Wednesday, May 09, 2007

Random Thoughts

"The more you hurry the less time you have." My Grandpa used to say this to me all the time and I finally just fully realized what it means. I wish he was still alive so I could tell him.

If sex wasn't enjoyable would the human race become extinct?

In the future there will be huge magnets on the side of the highway that will suck your car over and give you a ticket if you are speeding or have left your blinker on for more then one mile.

There is a quote in the book 100 years of solitude by Gabriel Garcia Marquez has come the closest to what I would used to describe love "Both looked back then on the wild revelry, the gaudy wealth, the unbridled fornication as an annoyance and they lamented that it had cost them so much of their lives to find the paradise of shared solitude...they enjoyed the miracle of loving each other at the table as much as in the bed"

One of my favorite words:) Def. comfort in sorrow, misfortune, or distress. I used to associate this with a negative meaning of settling or giving up, but there is beauty in finding peace in yourself even as the world crumbles around you in heartache and suffering and even though it may be only a consolation to what you really want, consolations have there own blessings.

Profile Pictures
If you have to stand sideways, lean forward and hold a camera over your head at an angle to make it look like you have boobs in your head shot profile picture you may want to dig deeper into your personal attributes and find one that you actually have....because chances are boobs are not really one of them.


Rocketstar said...

"If sex wasn't enjoyable would the human race become extinct"
-- Yes

"Shared Solitutde"
--- That is awesome! A perfect way to describe it.

the108 said...

I shall have you know that not only do I HAVE boobs, but they are prominantly displayed in my profile pic.

If sex wasn't enjoyable, would the human race become extinct?

I doubt it. We humans would just find a way to make it enjoyable or everyone would just use invitro.

I love your selection on describing love. It beats the shit out of Corinthians anyday.

Grandpa.... hugs to Grandpa. Even though he probably had hangy balls.

Brian in Mpls said...

I wish I could post the examples of the girls who do this. There are three girls that I know in real life who are well not very curvy but they strike this awkward pose constantly to make it look like they have boobs in pictures..for some reason it gets me.
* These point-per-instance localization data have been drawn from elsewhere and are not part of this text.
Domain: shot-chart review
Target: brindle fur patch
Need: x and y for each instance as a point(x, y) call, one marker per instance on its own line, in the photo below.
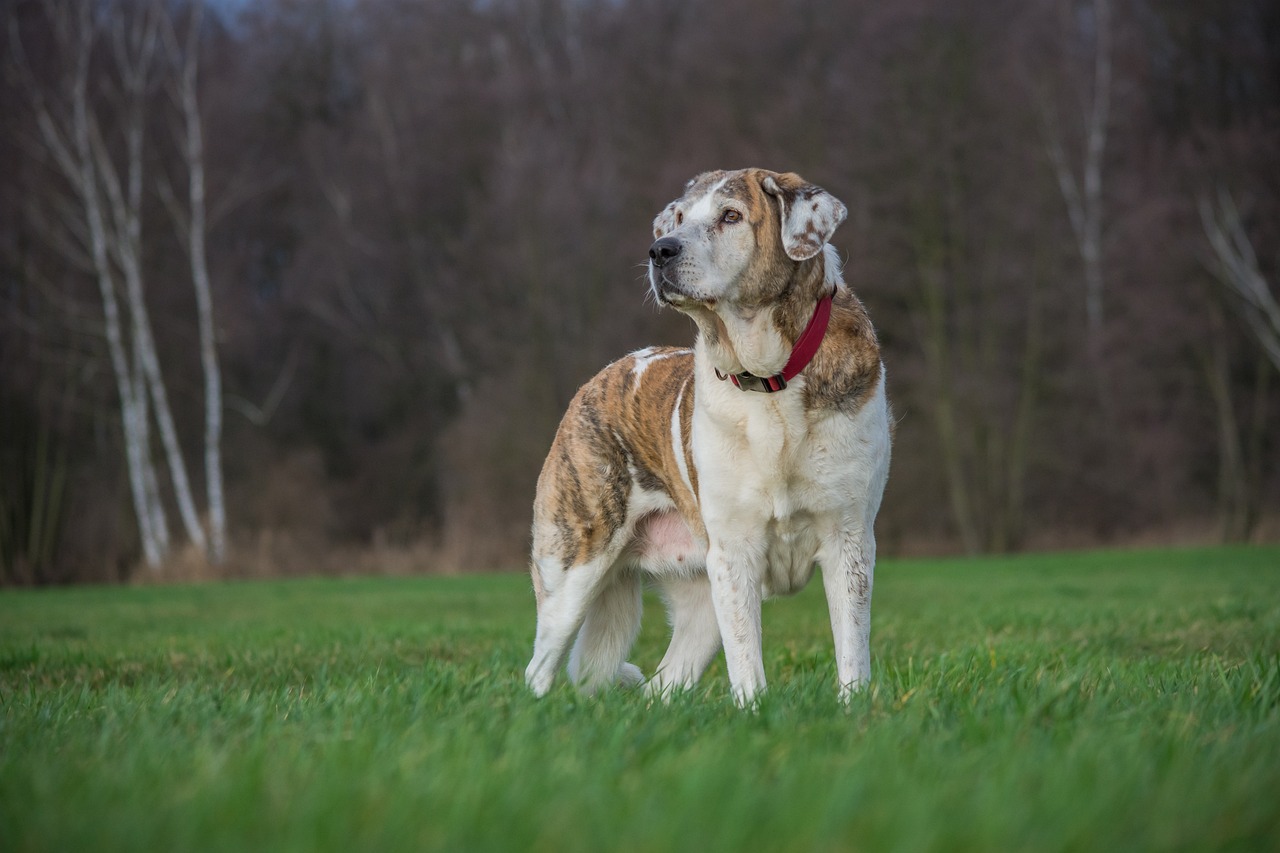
point(613, 439)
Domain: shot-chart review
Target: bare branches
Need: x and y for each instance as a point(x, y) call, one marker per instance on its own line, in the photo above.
point(1082, 192)
point(1235, 265)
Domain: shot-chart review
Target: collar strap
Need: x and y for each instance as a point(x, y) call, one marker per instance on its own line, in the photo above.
point(803, 352)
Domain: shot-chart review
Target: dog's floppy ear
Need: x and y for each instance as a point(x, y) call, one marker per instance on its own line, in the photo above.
point(664, 222)
point(809, 214)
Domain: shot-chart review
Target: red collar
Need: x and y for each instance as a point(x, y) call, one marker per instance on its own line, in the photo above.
point(803, 352)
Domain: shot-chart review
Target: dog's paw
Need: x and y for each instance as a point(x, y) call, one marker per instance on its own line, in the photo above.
point(630, 675)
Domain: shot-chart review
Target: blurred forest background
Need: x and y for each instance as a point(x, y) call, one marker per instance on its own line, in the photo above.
point(304, 286)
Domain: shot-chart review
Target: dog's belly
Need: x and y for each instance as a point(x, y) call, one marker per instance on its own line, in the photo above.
point(664, 544)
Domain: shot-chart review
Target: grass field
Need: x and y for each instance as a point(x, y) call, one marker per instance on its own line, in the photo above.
point(1075, 702)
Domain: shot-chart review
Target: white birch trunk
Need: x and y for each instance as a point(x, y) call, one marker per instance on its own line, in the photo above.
point(78, 168)
point(1083, 195)
point(196, 226)
point(135, 63)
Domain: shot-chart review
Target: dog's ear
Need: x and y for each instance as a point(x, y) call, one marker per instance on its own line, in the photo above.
point(664, 222)
point(809, 214)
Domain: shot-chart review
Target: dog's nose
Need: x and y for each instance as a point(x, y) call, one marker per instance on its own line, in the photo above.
point(663, 250)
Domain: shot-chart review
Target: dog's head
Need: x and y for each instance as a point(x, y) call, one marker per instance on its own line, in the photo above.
point(737, 237)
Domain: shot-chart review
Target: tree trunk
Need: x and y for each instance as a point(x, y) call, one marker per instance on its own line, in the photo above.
point(196, 227)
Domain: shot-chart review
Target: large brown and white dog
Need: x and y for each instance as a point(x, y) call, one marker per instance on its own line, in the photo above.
point(721, 473)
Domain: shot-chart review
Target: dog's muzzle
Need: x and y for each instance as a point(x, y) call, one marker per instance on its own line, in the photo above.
point(664, 250)
point(661, 254)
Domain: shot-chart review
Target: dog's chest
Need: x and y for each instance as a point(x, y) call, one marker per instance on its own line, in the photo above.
point(771, 473)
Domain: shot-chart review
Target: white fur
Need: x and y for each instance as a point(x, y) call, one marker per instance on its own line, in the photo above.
point(780, 488)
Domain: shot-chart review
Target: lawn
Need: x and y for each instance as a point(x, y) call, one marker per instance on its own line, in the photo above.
point(1116, 701)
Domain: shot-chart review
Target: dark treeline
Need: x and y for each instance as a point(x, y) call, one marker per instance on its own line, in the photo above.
point(426, 224)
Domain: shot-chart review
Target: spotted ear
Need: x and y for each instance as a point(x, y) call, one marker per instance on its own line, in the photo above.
point(809, 214)
point(666, 220)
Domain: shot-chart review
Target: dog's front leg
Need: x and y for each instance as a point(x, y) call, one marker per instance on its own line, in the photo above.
point(735, 573)
point(848, 564)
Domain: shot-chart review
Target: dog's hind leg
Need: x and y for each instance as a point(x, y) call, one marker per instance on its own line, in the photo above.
point(694, 633)
point(848, 571)
point(608, 632)
point(566, 596)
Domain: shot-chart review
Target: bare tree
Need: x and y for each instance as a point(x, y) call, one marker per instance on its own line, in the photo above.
point(1082, 186)
point(109, 219)
point(192, 226)
point(1235, 265)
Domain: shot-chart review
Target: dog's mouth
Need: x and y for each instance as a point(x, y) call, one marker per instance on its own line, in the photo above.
point(667, 291)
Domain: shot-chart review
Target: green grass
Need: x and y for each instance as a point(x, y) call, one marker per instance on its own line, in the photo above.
point(1089, 702)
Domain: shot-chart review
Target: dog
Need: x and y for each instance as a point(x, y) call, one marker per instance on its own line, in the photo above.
point(723, 471)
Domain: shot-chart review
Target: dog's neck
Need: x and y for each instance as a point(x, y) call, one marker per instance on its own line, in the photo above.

There are plenty of guys who are backside fans and leg men...not to mention interested in your personality who don't really care what is on the shelf...I know cause I am one of them:)

He probably did that is where I genetically get mine

Mags said...

Regarding the magnets-I always think (for years, actually) about magnets when I'm stuck in traffic. If cars had opposite poles on the in front and back then it would be IMPOSSIBLE to ever have accidents or traffic. You just wouldn't get so close.

But then, you'd go to the store and all of the carts would fly at you.

But you could have gates in each parking lot that desensitize the magnets while in the lot, therefore allowing the cars to park near each other too.